4. It’s the set of the sail, not the size of the storm that determines the destination.
After talking about all the crazy things we do to try to manipulate ourselves out of life’s storms, David says in verse 11, “One thing God has spoken, two things I have heard: power belongs to the Lord.” David always comes back to the Lord. First and foremost, he wants to get through the storm to the Rock as soon as possible. He knows that only the Rock was the power to stand against the greatest of storms. Do you have your sails set toward the Rock? When I was a teenager on my dad’s commercial fishing boats, he taught me a single unalterable rule for navigating storms: don’t let go of the wheel, or lose sight of the compass. The wind and waves will blow you off course. Our course is set in God’s Word. The Bible is our book of charts. If we allow fear to seize our hearts, and the next wave that hits us to change our direction, we will be blown far off course. When the storm finally abates, and it always does, we may find that we are oceans away from our destination, or worse yet—impaled on the reefs of destruction. David made it through the storm because he kept the sail set; Absalom shipwrecked his life because he lost sight of the Rock of Israel. Don’t let that happen to you! 5. If you want to see the sunshine, you have to weather the storm.

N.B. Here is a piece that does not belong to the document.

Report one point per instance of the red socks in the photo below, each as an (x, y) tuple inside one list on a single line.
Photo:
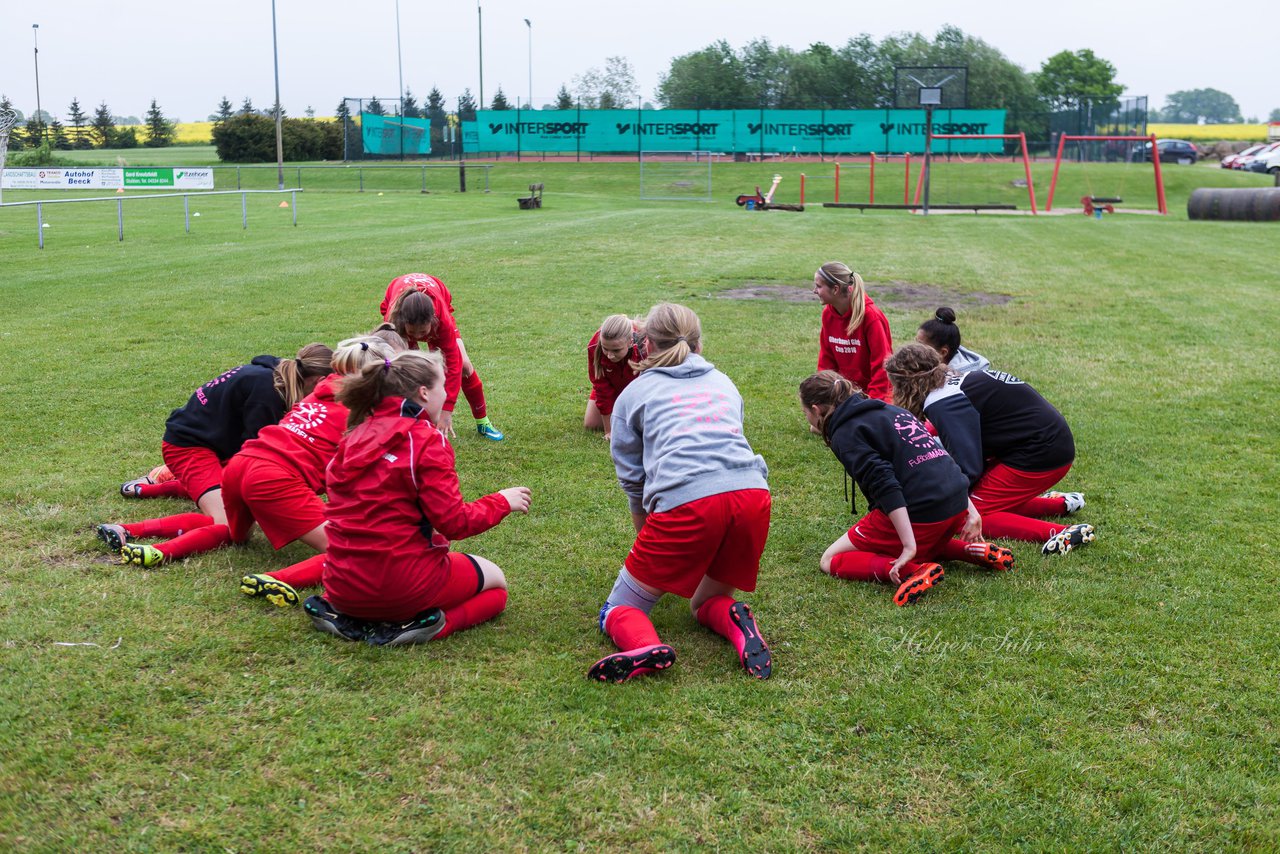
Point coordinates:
[(479, 608), (1041, 506), (862, 566), (474, 391), (630, 628), (168, 489), (304, 574), (202, 539), (168, 526), (1019, 528)]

In verse 12, David understood another truth about God: “And with you, Lord, is unfailing love, and you reward everyone according to what they have done.” He knows that today is not the end. Storms lie ahead, but they won’t last. After the storm there is a safe harbor of God’s love. Jesus will be there to say, “Well done, good and faithful mariner. You set your sail for the Rock. You kept your head while all those about you were losing theirs. You never lost sight of the end game. You rested in me even as you battled the waves.” And we can say, when the storm has passed, what that mother said in Cleveland, “Never lose hope!” for the One in whom we hope is true to the end.